QUESTION DU MOIS : NOVEMBRE 2020

Un poste à temps plein se libère au sein de mon entreprise et un travailleur à temps partiel me dit qu’il est prioritaire pour obtenir ce poste. Est-ce correct ? Que se passe-t-il si je ne lui donne pas la priorité ?

1. Principe

Lorsque vous disposez d’un poste vacant dans votre entreprise, les travailleurs occupés à temps partiel dans votre entreprise sont prioritaires pour obtenir ce poste si les conditions cumulatives suivantes sont remplies:

  • une demande écrite a été introduite auprès de l’employeur par le travailleur à temps partiel visant à se voir proposer les emplois à temps plein vacants ou les emplois à temps partiel vacants qui lui permettraient d’augmenter son régime de travail ;
  • l’emploi disponible dans l’entreprise concerne une fonction similaire à celle exercée par le travailleur à temps partiel et ce dernier dispose des qualifications requises pour exercer ce poste.
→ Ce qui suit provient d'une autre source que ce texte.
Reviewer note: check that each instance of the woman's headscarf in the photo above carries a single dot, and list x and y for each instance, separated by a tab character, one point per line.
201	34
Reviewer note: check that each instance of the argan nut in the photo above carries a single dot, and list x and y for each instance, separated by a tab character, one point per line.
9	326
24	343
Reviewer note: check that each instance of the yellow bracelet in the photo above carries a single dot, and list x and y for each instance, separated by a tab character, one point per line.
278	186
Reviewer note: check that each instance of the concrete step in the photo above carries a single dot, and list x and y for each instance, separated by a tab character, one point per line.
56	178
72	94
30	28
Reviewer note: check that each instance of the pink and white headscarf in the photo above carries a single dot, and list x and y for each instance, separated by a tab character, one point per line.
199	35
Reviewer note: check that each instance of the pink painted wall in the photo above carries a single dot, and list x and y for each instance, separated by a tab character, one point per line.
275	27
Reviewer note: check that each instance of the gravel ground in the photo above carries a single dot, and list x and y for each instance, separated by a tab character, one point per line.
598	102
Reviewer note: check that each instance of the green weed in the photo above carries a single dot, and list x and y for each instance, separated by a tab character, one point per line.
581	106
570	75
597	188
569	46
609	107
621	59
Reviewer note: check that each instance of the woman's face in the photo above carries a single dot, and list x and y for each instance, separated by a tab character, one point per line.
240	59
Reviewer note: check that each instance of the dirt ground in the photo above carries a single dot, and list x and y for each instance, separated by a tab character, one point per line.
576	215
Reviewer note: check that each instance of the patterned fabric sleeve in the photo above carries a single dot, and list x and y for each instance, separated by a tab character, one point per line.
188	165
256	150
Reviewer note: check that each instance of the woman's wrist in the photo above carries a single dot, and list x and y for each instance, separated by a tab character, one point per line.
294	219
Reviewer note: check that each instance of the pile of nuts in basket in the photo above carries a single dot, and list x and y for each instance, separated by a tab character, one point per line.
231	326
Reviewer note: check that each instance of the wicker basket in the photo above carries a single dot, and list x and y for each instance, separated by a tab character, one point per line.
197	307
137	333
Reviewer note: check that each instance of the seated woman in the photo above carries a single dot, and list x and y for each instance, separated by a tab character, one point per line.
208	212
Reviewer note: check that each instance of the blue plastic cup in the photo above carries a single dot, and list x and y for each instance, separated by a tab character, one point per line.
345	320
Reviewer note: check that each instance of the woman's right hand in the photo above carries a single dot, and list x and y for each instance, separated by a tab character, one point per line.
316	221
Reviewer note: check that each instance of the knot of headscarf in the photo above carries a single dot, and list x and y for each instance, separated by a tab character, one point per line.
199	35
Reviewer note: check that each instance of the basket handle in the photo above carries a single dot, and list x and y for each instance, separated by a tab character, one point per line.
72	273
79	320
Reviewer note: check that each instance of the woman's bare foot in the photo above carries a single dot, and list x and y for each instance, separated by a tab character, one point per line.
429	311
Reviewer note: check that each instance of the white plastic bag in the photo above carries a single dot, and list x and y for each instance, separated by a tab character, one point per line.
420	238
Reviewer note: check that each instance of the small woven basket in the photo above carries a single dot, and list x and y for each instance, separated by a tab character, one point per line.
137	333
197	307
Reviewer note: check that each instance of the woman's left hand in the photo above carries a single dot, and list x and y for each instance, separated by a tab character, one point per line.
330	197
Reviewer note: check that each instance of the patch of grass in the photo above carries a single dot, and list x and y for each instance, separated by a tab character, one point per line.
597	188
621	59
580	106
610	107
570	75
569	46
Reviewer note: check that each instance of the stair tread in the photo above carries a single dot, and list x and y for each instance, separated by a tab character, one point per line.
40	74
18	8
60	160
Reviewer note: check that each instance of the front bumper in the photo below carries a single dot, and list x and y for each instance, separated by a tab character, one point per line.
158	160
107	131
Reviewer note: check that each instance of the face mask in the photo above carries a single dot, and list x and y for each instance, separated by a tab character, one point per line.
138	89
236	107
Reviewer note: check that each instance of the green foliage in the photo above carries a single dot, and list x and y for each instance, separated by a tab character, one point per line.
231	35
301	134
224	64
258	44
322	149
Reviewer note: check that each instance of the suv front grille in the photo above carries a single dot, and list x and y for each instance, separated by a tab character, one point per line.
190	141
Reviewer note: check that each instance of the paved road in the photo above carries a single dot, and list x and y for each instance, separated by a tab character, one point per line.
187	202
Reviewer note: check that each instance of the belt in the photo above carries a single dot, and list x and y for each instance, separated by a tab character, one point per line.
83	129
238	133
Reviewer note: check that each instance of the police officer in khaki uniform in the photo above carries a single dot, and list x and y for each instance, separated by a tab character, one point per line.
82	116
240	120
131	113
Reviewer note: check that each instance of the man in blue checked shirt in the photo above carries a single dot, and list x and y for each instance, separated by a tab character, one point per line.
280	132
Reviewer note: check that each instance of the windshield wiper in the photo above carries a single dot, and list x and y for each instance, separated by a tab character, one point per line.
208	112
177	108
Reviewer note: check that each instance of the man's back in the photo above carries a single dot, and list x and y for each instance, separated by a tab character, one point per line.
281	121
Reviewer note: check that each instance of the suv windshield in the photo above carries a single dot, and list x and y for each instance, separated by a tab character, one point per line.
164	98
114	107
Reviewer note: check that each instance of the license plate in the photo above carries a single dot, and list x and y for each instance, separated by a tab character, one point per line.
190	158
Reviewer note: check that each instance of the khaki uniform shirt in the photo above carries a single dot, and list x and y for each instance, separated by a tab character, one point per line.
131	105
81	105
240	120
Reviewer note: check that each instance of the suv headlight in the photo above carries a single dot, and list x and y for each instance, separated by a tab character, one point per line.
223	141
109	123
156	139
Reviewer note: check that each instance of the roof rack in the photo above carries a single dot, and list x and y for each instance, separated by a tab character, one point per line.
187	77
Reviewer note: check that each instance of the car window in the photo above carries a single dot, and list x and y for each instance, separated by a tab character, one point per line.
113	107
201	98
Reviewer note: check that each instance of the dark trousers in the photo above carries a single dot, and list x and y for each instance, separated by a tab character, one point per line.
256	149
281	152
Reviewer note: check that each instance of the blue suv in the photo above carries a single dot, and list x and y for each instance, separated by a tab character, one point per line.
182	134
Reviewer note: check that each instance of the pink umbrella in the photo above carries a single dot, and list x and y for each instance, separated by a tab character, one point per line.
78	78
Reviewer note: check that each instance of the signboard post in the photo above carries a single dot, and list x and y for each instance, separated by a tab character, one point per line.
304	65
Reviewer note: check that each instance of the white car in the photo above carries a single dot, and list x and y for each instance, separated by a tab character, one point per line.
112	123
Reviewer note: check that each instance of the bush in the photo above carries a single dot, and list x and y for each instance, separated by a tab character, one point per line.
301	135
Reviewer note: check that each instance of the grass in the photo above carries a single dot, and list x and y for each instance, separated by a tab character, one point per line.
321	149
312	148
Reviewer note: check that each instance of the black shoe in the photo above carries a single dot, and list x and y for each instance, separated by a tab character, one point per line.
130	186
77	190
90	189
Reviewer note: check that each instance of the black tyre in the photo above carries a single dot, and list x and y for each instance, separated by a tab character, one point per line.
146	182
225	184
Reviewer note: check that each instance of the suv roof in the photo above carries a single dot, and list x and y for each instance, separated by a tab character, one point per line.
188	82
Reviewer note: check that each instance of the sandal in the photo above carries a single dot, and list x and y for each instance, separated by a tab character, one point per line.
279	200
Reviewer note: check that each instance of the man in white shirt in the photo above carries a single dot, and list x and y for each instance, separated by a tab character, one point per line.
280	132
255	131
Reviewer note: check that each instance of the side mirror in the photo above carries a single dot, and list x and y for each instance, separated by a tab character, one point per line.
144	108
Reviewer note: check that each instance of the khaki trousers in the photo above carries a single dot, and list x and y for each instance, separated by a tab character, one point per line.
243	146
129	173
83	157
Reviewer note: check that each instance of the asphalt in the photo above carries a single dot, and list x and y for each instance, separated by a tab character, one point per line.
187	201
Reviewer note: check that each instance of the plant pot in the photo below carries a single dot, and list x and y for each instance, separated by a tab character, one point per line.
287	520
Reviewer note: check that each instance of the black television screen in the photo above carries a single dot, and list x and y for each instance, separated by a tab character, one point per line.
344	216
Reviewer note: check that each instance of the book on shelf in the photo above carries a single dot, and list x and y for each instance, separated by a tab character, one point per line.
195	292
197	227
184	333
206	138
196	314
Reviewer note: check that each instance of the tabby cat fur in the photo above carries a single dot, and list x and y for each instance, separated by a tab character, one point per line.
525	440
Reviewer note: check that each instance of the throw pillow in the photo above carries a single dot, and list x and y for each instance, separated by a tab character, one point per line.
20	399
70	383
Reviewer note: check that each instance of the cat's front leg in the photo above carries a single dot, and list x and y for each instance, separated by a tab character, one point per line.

2. Accusé de réception de la demande du travailleur

Après avoir reçu la demande écrite du travailleur à temps partiel, l’employeur en accuse réception par écrit en lui indiquant qu’il lui communiquera dorénavant les emplois vacants compatibles avec  ses qualifications et la fonction qu’il exerce déjà au sein de l’entreprise.
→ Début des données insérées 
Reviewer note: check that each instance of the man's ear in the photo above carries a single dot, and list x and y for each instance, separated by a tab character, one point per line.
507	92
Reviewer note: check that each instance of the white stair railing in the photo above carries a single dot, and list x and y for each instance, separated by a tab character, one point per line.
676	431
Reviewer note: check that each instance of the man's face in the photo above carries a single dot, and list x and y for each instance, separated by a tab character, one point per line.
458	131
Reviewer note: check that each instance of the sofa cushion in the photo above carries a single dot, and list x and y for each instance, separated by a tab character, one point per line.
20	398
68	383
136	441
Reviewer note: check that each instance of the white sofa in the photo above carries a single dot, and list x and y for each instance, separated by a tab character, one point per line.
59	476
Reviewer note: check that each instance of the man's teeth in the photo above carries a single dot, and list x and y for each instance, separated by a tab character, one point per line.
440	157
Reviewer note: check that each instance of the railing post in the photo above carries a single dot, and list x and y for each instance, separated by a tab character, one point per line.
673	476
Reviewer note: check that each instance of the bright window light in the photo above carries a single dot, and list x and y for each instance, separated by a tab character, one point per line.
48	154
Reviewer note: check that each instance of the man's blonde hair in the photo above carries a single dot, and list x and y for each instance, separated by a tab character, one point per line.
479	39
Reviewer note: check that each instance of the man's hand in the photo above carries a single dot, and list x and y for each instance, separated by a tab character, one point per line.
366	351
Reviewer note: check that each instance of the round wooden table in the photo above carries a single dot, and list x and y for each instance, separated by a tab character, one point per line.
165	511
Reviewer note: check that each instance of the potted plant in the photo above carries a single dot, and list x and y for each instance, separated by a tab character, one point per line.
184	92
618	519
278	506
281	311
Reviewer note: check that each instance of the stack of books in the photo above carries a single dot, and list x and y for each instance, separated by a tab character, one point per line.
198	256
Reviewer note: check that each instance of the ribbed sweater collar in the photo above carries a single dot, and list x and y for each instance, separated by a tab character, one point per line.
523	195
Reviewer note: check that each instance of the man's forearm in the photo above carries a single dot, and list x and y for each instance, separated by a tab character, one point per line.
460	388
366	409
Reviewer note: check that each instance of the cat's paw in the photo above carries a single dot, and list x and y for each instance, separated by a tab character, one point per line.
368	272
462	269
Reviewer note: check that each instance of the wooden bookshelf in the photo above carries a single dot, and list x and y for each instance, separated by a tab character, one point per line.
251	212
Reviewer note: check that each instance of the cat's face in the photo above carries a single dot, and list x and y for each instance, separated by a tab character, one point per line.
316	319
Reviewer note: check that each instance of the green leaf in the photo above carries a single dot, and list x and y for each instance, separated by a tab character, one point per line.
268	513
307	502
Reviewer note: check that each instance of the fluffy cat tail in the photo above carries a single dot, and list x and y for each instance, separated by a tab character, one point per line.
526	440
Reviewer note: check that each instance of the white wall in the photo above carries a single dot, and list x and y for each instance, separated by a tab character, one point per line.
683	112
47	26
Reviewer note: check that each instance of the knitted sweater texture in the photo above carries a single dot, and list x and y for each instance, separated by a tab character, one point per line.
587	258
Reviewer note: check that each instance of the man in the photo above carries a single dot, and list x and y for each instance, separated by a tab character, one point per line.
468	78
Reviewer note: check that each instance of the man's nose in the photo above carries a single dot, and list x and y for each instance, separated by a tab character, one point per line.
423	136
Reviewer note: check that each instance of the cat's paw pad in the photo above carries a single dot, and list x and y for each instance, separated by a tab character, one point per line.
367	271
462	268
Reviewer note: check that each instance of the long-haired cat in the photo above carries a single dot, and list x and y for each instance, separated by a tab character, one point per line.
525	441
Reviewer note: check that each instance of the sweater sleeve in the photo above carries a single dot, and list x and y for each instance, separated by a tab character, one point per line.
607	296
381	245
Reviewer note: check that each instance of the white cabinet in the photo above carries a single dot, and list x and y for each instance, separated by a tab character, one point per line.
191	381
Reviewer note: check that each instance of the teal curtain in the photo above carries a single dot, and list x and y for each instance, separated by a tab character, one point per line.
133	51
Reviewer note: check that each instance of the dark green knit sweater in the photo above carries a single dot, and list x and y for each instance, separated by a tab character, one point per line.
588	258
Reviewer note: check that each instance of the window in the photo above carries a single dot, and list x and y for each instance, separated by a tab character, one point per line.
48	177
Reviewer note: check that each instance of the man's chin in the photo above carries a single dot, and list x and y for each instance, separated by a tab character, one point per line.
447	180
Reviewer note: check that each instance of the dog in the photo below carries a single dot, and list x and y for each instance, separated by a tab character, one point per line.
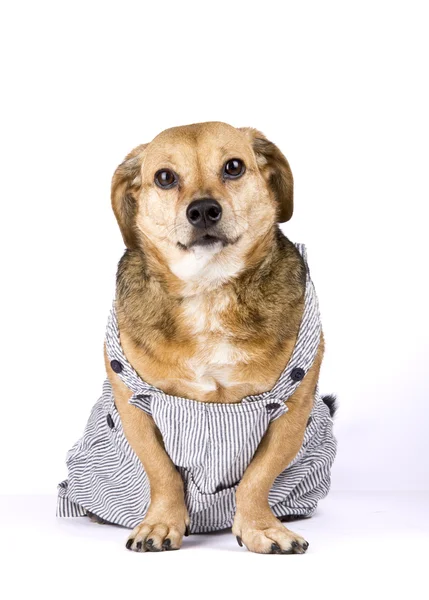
213	308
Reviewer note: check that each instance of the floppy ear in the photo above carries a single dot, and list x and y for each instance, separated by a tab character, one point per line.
275	170
126	183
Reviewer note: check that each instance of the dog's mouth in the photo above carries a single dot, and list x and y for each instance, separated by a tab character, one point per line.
208	240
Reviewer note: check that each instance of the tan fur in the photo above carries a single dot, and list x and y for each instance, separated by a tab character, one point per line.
212	324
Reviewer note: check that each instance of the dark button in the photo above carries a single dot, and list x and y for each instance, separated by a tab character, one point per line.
297	374
116	366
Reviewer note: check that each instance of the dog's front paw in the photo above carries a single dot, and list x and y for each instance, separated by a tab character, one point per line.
162	529
267	536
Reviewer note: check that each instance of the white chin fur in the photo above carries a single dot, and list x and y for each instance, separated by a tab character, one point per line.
195	260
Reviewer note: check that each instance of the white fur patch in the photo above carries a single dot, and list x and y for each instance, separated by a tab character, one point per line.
194	261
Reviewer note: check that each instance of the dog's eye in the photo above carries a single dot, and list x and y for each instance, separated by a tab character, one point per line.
165	178
234	168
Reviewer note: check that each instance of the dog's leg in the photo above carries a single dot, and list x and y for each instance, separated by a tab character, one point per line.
255	524
167	518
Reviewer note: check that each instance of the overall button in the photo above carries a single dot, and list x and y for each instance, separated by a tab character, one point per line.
116	366
297	374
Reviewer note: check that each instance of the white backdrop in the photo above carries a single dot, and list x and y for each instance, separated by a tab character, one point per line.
341	87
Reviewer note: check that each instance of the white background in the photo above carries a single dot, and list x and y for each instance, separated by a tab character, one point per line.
341	87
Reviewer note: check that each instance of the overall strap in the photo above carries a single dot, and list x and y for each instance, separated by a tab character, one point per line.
120	365
307	342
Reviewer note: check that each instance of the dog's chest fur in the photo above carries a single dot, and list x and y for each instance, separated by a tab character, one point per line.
210	340
216	355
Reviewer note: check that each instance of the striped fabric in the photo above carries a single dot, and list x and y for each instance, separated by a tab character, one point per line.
211	444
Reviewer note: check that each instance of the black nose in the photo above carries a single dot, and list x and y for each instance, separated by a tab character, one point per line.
204	213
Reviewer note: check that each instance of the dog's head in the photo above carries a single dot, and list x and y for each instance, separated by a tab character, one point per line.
202	188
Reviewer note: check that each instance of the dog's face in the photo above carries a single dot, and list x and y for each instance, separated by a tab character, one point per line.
201	188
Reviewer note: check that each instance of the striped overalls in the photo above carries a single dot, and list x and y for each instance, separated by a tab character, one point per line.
211	444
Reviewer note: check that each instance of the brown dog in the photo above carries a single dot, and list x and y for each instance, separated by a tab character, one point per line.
210	296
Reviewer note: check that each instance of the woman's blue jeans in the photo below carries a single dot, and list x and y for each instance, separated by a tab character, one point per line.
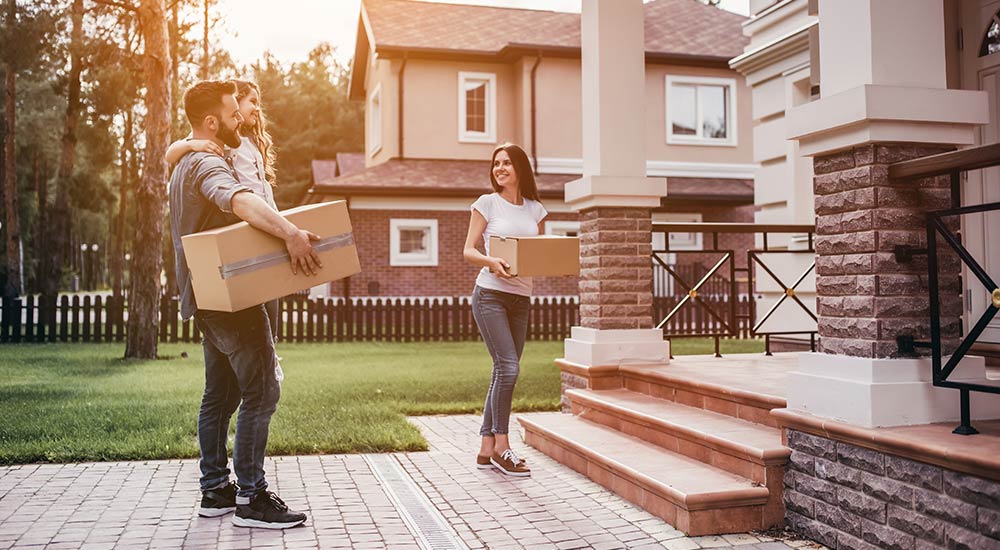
239	372
503	321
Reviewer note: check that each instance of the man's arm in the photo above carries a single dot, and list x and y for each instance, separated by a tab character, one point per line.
253	210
Comme mentionné ci-dessus, à défaut d’une telle demande, le travailleur ne bénéficie d’aucune priorité et l’employeur ne doit suivre aucune procédure.

3. Procédure et formalités à respecter par l’employeur lors de la communication de l’emploi vacant

Lorsqu’un poste est vacant dans votre entreprise, le travailleur à temps partiel en ayant fait la demande doit en être informé par écrit (lettre recommandée ou communication écrite moyennant un accusé de réception) et ce, dans un délai d’un mois à compter du jour suivant le jour où l’emploi devient vacant.
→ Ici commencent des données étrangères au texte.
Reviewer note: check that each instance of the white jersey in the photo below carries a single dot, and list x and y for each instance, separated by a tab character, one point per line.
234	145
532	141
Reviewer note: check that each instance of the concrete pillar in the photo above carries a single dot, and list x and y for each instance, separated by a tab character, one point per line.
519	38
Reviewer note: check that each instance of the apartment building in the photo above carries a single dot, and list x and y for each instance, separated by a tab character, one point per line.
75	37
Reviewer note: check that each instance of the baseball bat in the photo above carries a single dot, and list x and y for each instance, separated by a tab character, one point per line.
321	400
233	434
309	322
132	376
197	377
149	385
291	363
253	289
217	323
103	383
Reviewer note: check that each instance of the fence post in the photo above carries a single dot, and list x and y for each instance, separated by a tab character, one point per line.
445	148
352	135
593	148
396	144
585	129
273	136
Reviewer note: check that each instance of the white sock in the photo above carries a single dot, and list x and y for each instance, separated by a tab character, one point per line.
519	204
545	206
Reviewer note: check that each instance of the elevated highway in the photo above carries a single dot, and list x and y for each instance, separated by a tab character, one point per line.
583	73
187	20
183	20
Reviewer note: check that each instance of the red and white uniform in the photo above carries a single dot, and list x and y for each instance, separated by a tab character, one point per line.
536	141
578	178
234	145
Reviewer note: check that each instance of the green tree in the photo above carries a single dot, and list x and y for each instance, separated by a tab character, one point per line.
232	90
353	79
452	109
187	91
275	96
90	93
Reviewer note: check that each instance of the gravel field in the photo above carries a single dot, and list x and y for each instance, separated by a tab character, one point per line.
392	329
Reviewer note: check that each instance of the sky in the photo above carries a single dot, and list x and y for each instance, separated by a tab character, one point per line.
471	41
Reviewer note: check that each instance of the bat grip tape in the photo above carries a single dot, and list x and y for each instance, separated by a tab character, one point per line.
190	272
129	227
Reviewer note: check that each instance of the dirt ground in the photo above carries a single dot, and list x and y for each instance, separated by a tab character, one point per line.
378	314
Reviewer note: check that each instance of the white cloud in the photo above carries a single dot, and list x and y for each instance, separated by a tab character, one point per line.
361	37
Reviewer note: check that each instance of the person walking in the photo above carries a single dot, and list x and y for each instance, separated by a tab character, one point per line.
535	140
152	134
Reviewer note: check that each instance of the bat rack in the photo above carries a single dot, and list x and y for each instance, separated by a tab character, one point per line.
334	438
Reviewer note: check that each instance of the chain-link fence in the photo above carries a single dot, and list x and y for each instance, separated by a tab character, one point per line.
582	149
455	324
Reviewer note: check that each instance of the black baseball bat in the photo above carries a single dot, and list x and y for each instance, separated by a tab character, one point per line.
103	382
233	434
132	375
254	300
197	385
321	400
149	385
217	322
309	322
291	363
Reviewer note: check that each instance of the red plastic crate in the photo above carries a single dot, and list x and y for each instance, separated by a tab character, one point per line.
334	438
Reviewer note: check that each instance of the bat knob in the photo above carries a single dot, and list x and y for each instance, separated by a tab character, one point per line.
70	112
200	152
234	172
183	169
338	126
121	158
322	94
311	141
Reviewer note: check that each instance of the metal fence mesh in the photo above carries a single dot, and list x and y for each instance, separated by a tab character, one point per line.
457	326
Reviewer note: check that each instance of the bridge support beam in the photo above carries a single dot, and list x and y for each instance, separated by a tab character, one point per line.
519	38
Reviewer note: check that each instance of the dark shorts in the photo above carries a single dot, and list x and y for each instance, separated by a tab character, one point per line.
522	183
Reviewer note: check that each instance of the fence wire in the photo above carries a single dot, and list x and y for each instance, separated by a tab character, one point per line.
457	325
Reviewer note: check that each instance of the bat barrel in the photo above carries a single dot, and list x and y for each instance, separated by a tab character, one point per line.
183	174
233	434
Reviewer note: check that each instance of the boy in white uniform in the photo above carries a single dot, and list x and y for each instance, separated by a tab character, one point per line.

La communication doit également comprendre certaines mentions obligatoires et devra être conservée sous format papier ou électronique pendant 7 ans.

Notez enfin que l’employeur doit effectuer cette communication uniquement si le poste vacant permet d’augmenter le régime de travail du travailleur à temps partiel pour une période ininterrompue d’au moins 1 mois.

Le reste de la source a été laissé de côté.